Volume 13 | Issue 4
Volume 13 | Issue 4
Volume 13 | Issue 4
Volume 13 | Issue 4
Volume 13 | Issue 4
One of the most serious risks to humanity is global climate change. Global warming has caused the average global surface temperature will rise during the previous century. Rising seas, increased temperatures, heat stress, decreased air quality, population movement, and severe weather extremes such as floods, earthquakes, droughts, volcanic eruptions, and tsunamis all affect human health, either directly or indirectly. Because of their high degree of exposure, government mismanagement of the public healthcare system, poverty, and other factors, certain individuals are more sensitive to this alteration than others. Age, geographic location, gender, malnutrition, and other factors might have had a big influence on public health.
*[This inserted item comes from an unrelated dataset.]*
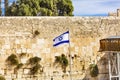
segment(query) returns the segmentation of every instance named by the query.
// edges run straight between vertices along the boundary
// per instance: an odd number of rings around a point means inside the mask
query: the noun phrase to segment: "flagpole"
[[[69,30],[69,29],[68,29]],[[68,36],[68,38],[69,38],[69,67],[70,67],[70,80],[72,80],[72,72],[71,72],[71,70],[72,70],[72,56],[71,56],[71,51],[70,51],[70,32],[69,32],[69,36]]]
If we do nothing to address the already worsening global climate, infectious illness, vector-borne, water-borne, and so on, may spread more easily. Indirect repercussions such as population mobility leading to stress, economic instability, homelessness, and so on are also major sources of worry. This paper examines the effect of global warming on the environment, including increased mortality from severe weather events, strategies for addressing these ongoing changes, global warming perspectives from various countries, the vulnerability of low-income countries' populations, economic instability as a result of global warming, or its impact on certain countries, as well as the need to use sustainable but also energy-efficient equipment to preserve our environment.